A report by the Care Quality Commission (“CQC”) following an inspection of Sussex Partnership NHS Foundation Trust which included the Woodlands Ward in September 2016 had found that “the trust did not meet the fundamental standard related to safe care and treatment with regards to managing ligature risks to patients”. A follow-up inspection by the CQC after Sabrina’s death found the Trust had “failed to keep her safe”.

The Coroner announced that he would be writing a Prevention of Future Deaths Report regarding the ongoing lack of CCTV in the communal areas of the ward which might assist in locating a patient potentially at risk of self-harm.

Sabrina’s mother, Christine Lavers, said:

“Sabrina was a highly intelligent, loving and caring young woman, but she was very vulnerable and she was failed.

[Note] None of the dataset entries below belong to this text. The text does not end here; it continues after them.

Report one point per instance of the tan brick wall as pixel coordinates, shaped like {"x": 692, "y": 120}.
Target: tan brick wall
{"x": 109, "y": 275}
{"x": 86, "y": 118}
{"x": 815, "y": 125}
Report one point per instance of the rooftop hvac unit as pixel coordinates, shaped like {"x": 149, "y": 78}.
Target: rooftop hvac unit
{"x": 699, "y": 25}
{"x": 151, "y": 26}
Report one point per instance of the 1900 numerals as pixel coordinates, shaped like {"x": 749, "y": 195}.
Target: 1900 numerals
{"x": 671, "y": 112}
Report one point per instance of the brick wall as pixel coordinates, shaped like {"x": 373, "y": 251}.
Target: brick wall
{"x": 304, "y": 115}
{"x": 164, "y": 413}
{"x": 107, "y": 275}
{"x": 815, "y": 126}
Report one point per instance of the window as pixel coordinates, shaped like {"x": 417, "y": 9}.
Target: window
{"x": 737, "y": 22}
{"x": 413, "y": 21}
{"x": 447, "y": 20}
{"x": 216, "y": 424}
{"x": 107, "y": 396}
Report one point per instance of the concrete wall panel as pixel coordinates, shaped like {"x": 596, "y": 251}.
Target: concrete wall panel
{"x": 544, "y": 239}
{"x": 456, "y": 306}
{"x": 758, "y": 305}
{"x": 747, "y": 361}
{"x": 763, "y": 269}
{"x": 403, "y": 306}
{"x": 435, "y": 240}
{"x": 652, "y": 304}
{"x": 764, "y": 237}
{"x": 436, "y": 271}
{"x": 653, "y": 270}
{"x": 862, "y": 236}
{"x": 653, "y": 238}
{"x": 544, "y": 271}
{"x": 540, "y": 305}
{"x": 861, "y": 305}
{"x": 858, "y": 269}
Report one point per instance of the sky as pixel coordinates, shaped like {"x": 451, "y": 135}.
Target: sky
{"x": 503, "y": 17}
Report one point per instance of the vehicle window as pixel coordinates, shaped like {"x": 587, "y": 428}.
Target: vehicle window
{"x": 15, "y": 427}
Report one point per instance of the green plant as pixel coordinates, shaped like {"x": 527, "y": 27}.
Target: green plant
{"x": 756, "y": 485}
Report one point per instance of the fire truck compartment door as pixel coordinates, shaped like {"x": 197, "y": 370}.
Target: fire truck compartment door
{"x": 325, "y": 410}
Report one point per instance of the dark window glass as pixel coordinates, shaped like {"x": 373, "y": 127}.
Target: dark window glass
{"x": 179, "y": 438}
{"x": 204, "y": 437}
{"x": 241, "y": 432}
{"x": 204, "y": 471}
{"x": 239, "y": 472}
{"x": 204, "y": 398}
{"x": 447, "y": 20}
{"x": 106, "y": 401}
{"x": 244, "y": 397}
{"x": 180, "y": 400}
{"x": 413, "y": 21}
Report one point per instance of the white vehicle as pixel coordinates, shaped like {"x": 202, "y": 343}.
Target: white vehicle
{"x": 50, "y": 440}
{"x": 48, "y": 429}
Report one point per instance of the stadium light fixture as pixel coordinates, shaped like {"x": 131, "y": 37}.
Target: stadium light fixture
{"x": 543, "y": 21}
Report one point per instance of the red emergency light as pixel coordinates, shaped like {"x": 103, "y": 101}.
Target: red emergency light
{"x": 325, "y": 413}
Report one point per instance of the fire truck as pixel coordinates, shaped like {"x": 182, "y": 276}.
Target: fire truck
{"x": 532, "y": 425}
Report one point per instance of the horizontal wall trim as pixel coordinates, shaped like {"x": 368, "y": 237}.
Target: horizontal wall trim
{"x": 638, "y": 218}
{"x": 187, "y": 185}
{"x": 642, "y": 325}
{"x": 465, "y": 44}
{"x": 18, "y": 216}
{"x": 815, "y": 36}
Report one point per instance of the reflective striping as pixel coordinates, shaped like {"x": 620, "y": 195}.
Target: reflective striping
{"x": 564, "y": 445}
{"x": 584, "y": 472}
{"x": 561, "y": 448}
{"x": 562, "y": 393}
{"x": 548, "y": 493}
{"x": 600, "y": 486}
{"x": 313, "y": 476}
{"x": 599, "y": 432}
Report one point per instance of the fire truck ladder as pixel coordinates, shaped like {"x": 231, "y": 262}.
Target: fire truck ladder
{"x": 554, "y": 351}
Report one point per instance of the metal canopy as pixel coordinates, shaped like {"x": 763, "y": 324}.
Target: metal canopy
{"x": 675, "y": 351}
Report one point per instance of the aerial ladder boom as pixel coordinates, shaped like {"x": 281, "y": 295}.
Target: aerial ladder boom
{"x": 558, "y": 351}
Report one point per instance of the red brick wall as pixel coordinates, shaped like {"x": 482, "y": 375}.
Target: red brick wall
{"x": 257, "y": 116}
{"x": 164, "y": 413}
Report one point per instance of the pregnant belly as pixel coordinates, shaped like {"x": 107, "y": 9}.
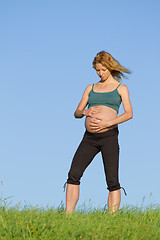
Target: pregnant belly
{"x": 106, "y": 112}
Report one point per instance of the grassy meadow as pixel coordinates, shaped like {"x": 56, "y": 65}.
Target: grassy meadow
{"x": 94, "y": 224}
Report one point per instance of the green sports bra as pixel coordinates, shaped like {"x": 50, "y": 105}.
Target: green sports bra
{"x": 110, "y": 99}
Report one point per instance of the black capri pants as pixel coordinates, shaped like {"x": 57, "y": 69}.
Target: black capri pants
{"x": 91, "y": 144}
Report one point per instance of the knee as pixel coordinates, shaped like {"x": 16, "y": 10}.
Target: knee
{"x": 73, "y": 178}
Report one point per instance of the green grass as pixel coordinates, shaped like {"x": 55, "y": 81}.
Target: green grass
{"x": 95, "y": 224}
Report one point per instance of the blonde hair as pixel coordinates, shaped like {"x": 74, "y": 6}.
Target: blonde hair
{"x": 111, "y": 64}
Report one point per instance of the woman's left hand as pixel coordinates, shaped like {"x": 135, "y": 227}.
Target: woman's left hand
{"x": 98, "y": 124}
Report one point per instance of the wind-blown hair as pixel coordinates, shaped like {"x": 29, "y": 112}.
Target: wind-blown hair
{"x": 111, "y": 64}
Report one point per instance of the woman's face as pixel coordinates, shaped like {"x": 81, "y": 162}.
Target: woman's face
{"x": 102, "y": 71}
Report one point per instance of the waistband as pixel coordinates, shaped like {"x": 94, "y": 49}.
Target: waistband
{"x": 104, "y": 134}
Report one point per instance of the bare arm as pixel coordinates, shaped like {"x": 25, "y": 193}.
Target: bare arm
{"x": 100, "y": 123}
{"x": 128, "y": 112}
{"x": 81, "y": 111}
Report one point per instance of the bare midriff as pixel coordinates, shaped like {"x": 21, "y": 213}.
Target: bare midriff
{"x": 106, "y": 112}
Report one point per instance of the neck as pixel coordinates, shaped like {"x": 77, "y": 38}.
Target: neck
{"x": 107, "y": 81}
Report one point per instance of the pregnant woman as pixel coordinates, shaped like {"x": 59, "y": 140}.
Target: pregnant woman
{"x": 103, "y": 99}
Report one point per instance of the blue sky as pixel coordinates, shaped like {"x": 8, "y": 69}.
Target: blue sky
{"x": 46, "y": 54}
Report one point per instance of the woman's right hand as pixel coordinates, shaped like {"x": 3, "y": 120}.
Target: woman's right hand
{"x": 91, "y": 111}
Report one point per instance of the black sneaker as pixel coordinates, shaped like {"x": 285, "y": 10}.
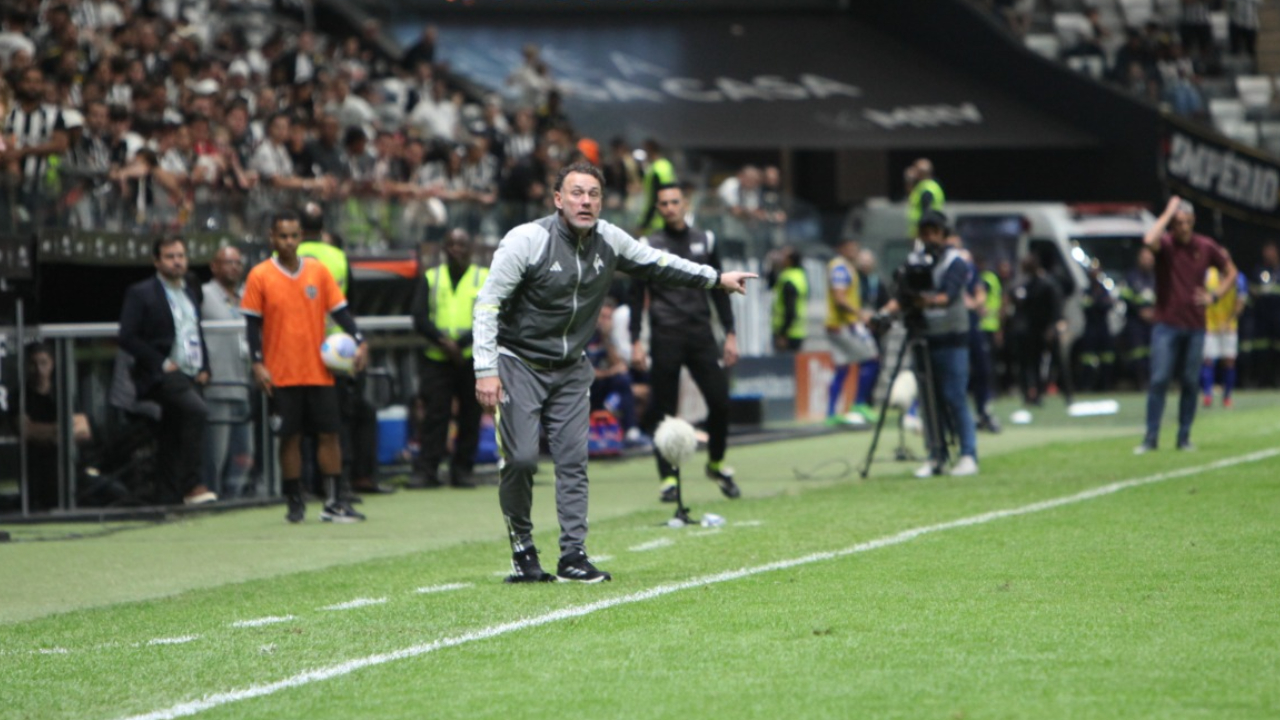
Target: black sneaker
{"x": 339, "y": 513}
{"x": 526, "y": 569}
{"x": 424, "y": 481}
{"x": 297, "y": 509}
{"x": 670, "y": 491}
{"x": 575, "y": 568}
{"x": 723, "y": 477}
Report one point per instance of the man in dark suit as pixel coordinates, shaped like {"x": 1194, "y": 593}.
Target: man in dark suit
{"x": 160, "y": 328}
{"x": 298, "y": 64}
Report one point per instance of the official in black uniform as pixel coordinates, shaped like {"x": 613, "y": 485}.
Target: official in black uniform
{"x": 680, "y": 322}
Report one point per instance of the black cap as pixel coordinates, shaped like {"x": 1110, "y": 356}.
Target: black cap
{"x": 932, "y": 218}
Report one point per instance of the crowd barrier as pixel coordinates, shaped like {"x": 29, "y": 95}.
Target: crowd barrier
{"x": 85, "y": 369}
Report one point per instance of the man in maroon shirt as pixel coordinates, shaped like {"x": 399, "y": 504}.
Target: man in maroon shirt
{"x": 1178, "y": 337}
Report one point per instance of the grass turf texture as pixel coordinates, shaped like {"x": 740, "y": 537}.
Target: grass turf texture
{"x": 1156, "y": 601}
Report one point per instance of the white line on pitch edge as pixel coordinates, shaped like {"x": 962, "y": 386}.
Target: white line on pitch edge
{"x": 260, "y": 621}
{"x": 443, "y": 588}
{"x": 216, "y": 700}
{"x": 652, "y": 545}
{"x": 355, "y": 604}
{"x": 173, "y": 641}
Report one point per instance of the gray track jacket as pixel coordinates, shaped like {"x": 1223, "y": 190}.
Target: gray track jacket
{"x": 545, "y": 288}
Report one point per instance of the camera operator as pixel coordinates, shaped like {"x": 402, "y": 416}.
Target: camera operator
{"x": 931, "y": 292}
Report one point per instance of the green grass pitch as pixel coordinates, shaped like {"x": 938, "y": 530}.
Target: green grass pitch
{"x": 839, "y": 597}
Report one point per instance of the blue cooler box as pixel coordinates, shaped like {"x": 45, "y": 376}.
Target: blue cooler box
{"x": 392, "y": 433}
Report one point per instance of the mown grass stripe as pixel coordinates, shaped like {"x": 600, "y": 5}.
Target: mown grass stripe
{"x": 216, "y": 700}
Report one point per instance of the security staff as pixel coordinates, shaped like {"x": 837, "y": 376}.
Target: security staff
{"x": 790, "y": 296}
{"x": 443, "y": 308}
{"x": 1139, "y": 299}
{"x": 924, "y": 194}
{"x": 1097, "y": 350}
{"x": 681, "y": 337}
{"x": 988, "y": 342}
{"x": 359, "y": 418}
{"x": 658, "y": 172}
{"x": 1265, "y": 297}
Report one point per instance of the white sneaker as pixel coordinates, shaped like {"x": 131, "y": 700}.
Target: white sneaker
{"x": 967, "y": 465}
{"x": 913, "y": 424}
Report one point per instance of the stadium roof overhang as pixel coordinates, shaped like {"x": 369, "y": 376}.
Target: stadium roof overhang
{"x": 803, "y": 81}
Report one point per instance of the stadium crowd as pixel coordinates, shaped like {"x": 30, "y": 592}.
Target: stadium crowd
{"x": 197, "y": 115}
{"x": 183, "y": 115}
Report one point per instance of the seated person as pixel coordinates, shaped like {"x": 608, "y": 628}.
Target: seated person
{"x": 41, "y": 428}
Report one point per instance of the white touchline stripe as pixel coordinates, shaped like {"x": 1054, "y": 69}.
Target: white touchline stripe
{"x": 216, "y": 700}
{"x": 444, "y": 588}
{"x": 652, "y": 545}
{"x": 355, "y": 604}
{"x": 260, "y": 621}
{"x": 173, "y": 641}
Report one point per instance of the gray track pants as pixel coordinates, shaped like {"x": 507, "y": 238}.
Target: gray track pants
{"x": 557, "y": 400}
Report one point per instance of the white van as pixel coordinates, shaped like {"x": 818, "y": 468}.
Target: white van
{"x": 1065, "y": 237}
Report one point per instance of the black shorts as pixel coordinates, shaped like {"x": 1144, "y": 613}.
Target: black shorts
{"x": 305, "y": 409}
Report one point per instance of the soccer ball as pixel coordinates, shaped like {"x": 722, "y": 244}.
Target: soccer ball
{"x": 676, "y": 440}
{"x": 338, "y": 352}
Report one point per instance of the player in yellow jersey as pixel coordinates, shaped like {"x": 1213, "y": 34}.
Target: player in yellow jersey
{"x": 850, "y": 341}
{"x": 1221, "y": 338}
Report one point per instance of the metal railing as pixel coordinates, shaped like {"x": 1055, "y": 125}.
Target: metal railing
{"x": 83, "y": 354}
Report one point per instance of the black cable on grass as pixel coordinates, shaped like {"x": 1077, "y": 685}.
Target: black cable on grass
{"x": 816, "y": 473}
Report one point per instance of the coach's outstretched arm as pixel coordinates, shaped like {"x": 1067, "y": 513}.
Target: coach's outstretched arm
{"x": 663, "y": 268}
{"x": 1156, "y": 231}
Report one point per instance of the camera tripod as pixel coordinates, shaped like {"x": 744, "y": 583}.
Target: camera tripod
{"x": 933, "y": 425}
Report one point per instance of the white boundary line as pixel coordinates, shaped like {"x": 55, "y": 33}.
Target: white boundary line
{"x": 442, "y": 588}
{"x": 182, "y": 639}
{"x": 355, "y": 604}
{"x": 260, "y": 621}
{"x": 652, "y": 545}
{"x": 216, "y": 700}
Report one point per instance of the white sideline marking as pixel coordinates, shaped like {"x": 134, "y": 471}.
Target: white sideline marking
{"x": 444, "y": 588}
{"x": 216, "y": 700}
{"x": 260, "y": 621}
{"x": 652, "y": 545}
{"x": 355, "y": 604}
{"x": 173, "y": 641}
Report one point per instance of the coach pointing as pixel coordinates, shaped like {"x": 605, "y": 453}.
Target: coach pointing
{"x": 533, "y": 319}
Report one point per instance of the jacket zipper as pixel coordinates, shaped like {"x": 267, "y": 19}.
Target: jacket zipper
{"x": 577, "y": 258}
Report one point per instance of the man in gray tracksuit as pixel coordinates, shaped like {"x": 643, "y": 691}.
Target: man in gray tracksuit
{"x": 533, "y": 320}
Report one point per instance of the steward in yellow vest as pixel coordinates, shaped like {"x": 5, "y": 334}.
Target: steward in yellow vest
{"x": 926, "y": 194}
{"x": 790, "y": 300}
{"x": 442, "y": 313}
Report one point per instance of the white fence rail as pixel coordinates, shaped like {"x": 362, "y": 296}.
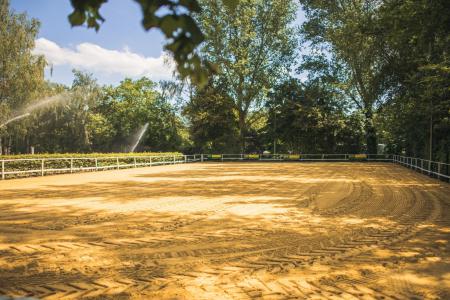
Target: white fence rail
{"x": 13, "y": 168}
{"x": 297, "y": 157}
{"x": 436, "y": 169}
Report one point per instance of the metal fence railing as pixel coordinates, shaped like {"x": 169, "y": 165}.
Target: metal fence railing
{"x": 436, "y": 169}
{"x": 296, "y": 157}
{"x": 25, "y": 167}
{"x": 14, "y": 168}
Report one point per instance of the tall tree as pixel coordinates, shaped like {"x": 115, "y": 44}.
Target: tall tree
{"x": 416, "y": 119}
{"x": 21, "y": 73}
{"x": 348, "y": 32}
{"x": 252, "y": 45}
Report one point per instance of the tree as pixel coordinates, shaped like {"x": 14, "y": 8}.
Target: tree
{"x": 252, "y": 46}
{"x": 348, "y": 31}
{"x": 65, "y": 124}
{"x": 21, "y": 73}
{"x": 309, "y": 118}
{"x": 416, "y": 118}
{"x": 213, "y": 126}
{"x": 131, "y": 105}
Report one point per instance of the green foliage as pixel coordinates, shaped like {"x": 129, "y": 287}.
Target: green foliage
{"x": 252, "y": 45}
{"x": 87, "y": 155}
{"x": 21, "y": 73}
{"x": 213, "y": 125}
{"x": 348, "y": 30}
{"x": 132, "y": 104}
{"x": 307, "y": 119}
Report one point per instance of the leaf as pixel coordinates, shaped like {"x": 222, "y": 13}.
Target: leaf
{"x": 77, "y": 18}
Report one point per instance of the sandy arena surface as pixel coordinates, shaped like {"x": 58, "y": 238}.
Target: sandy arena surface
{"x": 227, "y": 231}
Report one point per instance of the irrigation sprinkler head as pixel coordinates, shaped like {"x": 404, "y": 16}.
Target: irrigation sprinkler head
{"x": 15, "y": 119}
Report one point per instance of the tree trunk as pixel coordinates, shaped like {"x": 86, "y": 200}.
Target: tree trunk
{"x": 242, "y": 130}
{"x": 371, "y": 134}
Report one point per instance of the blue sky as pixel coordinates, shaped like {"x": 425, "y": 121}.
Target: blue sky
{"x": 120, "y": 48}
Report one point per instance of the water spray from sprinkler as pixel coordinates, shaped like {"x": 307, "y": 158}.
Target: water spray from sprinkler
{"x": 15, "y": 119}
{"x": 139, "y": 137}
{"x": 29, "y": 109}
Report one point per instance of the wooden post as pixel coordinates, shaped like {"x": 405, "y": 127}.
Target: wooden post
{"x": 429, "y": 167}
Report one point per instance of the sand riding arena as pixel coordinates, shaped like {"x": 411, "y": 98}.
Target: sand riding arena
{"x": 231, "y": 230}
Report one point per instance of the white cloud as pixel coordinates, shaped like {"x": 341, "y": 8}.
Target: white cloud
{"x": 100, "y": 61}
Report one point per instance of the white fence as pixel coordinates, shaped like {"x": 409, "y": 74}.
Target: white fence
{"x": 297, "y": 157}
{"x": 13, "y": 168}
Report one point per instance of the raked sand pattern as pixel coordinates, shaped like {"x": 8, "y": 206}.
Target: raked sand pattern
{"x": 227, "y": 231}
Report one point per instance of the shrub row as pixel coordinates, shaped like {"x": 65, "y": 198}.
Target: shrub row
{"x": 76, "y": 162}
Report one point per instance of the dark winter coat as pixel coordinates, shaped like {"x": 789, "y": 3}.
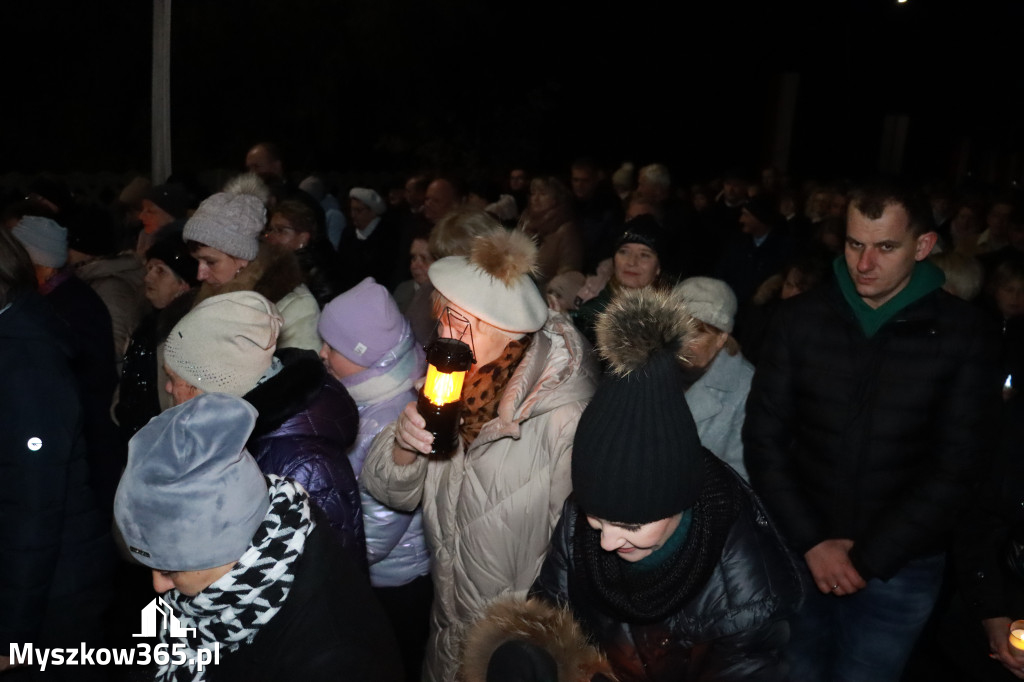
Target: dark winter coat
{"x": 56, "y": 553}
{"x": 306, "y": 423}
{"x": 330, "y": 628}
{"x": 733, "y": 628}
{"x": 92, "y": 361}
{"x": 876, "y": 439}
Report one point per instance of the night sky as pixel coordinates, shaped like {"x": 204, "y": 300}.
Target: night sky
{"x": 394, "y": 85}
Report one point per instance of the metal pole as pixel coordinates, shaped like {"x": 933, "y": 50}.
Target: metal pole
{"x": 160, "y": 141}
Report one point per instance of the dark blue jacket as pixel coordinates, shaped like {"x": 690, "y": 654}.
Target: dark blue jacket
{"x": 306, "y": 423}
{"x": 57, "y": 554}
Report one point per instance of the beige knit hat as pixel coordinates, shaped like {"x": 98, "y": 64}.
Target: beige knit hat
{"x": 225, "y": 344}
{"x": 228, "y": 222}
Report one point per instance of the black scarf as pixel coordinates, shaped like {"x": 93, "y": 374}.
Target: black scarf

She was let down by serious failures to assess her risks and observe her in a place where I thought she would be kept safe. The jury found that these basic checks could have prevented her death. All I want is that lessons are learned from this tragedy so that no more families are in this position. The Trust needs to take action now.”

Shona Crallan, the family’s caseworker at INQUEST said:

“The jury’s finding of neglect is a shocking indictment of the care provided to Sabby at Woodlands ward. Sabby was a highly vulnerable woman in crisis, badly let down by the very service that should have been best placed to support her. This highly critical conclusion reaffirms ongoing concerns about the inadequacy of mental health provision nationally. We are particularly concerned by the repeated failures in care found in relation to Sussex Partnership NHS Foundation Trust. There is clearly a need for an urgent independent review into mental health care by this Trust.”

Sabrina Walsh’s mother was represented by Tom Stoate of the Garden Court Chambers Inquests and Inquiries Team, instructed by Shaki Sanusi of Birnberg Peirce and supported by INQUEST.